Hay en sus páginas escenas muy dolorosas. Un padre que dice en la mesa familiar que si tuviera un hijo puto o drogadicto lo mataría, mientras la madre dice que sí, por supuesto. Policías que extorsionan, persiguen, encierran, golpean, y de quienes las travestis huyen como animales en peligro en cuanto se aparecen por el parque. Vecinos y vecinas que no las quieren en sus barrios, que pintarrajean la fachada de su casa, que les avientan basura. Hombres que las drogan, violan, golpean en sus coches o en sus departamentos de lujo. Sin embargo, el otro ingrediente fundamental de esta novela, el que consigue que sea a la vez una historia conmovedora y tierna, es la alegría. Porque entre las travestis hay una reivindicación de la fiesta como rebeldía contra la violencia, hay solidaridad para acompañarse y defenderse, hay mucho humor.

Otro aspecto destacable de la novela es que la autora evita hacer un retrato edificante de estas travestis. Por el contrario, el título de Las malas alude también a aspectos oscuros relacionados con su condición marginal. Las malas esculcan las carteras de sus clientes para robarles un extra de lo que habían acordado, consumen grandes cantidades de alcohol y cocaína, expulsan de su vida a aquéllos que las aman, son argüenderas y envidiosas, esconden cuchillas de afeitar en compartimentos secretos del bolso.

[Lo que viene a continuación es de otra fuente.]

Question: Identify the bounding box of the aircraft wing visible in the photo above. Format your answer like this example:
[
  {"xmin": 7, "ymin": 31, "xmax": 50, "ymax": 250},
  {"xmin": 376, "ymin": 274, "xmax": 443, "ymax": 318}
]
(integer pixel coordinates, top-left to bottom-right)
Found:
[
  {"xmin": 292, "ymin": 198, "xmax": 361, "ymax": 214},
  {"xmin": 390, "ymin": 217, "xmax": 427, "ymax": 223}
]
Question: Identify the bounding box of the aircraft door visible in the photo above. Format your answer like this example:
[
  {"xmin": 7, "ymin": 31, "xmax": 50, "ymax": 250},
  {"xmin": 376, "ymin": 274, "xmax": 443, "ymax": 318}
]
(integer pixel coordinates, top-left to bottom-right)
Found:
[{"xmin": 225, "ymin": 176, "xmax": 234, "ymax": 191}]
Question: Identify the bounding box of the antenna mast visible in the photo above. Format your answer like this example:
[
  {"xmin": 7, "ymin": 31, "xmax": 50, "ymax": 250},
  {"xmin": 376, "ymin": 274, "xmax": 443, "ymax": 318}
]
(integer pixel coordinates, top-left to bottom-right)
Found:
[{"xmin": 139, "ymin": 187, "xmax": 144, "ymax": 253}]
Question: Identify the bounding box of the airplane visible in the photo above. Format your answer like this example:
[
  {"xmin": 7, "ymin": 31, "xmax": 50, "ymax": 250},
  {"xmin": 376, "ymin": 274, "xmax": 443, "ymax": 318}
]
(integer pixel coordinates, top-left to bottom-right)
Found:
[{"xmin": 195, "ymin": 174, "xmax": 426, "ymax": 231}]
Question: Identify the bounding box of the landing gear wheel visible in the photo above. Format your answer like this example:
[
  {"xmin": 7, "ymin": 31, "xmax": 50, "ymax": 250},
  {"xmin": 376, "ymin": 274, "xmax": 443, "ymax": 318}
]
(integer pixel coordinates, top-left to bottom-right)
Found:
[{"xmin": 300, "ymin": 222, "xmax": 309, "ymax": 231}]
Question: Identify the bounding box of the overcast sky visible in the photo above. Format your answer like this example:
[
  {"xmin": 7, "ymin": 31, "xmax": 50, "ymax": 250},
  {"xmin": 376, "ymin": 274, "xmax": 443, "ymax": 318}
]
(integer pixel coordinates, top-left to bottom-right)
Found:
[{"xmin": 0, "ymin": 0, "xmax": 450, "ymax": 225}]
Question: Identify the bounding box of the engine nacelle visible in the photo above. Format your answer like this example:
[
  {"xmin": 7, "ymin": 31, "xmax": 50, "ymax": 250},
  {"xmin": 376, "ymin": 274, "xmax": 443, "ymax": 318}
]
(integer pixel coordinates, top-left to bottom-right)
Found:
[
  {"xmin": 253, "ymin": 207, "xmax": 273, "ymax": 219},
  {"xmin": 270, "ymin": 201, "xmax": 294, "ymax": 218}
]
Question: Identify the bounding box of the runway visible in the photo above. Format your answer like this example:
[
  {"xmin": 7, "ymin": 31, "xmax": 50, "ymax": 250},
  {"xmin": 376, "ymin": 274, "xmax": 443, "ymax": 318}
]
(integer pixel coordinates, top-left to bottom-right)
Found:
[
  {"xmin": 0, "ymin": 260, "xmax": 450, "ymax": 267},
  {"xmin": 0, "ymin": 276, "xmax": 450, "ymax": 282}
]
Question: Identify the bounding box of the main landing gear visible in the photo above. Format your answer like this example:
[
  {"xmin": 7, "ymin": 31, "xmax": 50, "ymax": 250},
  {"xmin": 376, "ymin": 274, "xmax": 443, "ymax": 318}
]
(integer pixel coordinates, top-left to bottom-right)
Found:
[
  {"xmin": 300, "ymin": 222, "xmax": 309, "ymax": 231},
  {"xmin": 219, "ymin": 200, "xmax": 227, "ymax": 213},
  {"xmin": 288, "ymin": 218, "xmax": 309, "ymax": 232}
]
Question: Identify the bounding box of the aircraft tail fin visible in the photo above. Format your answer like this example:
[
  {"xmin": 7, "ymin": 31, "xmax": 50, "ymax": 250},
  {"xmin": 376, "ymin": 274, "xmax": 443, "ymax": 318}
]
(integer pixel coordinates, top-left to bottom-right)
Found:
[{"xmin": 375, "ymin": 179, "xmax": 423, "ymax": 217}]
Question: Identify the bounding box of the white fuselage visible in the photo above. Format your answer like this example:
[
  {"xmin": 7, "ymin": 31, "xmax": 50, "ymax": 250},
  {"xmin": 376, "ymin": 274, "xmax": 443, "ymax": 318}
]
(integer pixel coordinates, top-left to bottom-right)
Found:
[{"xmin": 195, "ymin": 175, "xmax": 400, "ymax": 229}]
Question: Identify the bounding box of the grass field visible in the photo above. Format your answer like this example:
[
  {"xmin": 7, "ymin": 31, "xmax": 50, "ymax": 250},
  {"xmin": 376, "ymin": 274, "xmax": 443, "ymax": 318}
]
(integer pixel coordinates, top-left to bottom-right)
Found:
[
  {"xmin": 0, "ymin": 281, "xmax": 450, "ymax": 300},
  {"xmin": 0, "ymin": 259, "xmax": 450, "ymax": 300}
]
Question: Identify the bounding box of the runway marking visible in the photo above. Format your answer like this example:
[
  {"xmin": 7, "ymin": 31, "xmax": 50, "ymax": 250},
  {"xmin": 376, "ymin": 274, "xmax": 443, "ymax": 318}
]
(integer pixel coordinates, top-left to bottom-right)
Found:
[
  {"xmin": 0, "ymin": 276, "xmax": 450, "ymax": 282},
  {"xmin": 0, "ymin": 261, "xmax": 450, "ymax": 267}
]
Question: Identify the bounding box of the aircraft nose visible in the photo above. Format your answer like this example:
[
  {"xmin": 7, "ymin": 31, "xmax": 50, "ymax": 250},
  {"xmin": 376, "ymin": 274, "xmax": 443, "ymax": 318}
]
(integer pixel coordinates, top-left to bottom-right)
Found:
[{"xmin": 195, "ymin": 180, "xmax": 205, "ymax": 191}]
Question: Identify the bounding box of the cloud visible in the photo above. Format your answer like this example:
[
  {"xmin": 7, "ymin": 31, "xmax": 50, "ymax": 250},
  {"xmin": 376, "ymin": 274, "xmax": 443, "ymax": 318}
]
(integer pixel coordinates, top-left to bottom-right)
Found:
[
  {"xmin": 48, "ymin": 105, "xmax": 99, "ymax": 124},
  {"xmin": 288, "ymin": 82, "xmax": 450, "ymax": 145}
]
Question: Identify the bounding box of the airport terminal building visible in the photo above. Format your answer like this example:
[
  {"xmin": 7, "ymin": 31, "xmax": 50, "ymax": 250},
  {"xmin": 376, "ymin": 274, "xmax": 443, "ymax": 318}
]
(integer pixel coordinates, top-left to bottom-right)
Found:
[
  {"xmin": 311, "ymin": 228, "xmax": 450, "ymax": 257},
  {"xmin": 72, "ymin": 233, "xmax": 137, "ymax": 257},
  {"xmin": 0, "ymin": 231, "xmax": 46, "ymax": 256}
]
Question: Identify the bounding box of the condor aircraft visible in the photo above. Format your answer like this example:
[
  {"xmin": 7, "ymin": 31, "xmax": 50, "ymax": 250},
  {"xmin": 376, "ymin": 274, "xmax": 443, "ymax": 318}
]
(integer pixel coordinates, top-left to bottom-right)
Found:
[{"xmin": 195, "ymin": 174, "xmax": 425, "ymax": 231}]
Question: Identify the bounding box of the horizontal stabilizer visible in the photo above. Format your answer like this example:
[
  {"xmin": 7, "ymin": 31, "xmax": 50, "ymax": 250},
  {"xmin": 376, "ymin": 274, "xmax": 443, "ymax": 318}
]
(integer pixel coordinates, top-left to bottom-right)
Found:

Aunque a primera vista parezca una novela autobiográfica —la contraportada del libro asegura que la autora también se prostituyó durante un tiempo en el parque Sarmiento de Córdoba, mientras estudiaba la carrera de Comunicación Social, antes de dedicarse a la actuación en teatro y cine—, en realidad va mucho más allá del retrato realista y con pretensiones de denuncia social. La prosa de Camila Sosa está llena de referentes poéticos a los animales y a las plantas, formas sugerentes de nombrar —El Brillo de los Ojos, Los Hombres Sin Cabeza—, y de registros en su forma de narrar que emparientan la historia con los cuentos de hadas o el realismo mágico, como mujeres que se convierten en lobas durante las noches de luna llena.

Es una novela que no puede dejar indiferente a nadie, y que a mí me ha suscitado lo que ya anunciaba el escritor Juan Forn en el prólogo: “Las malas es esa clase de libro que, en cuanto terminamos de leer, queremos que lo lea el mundo entero”.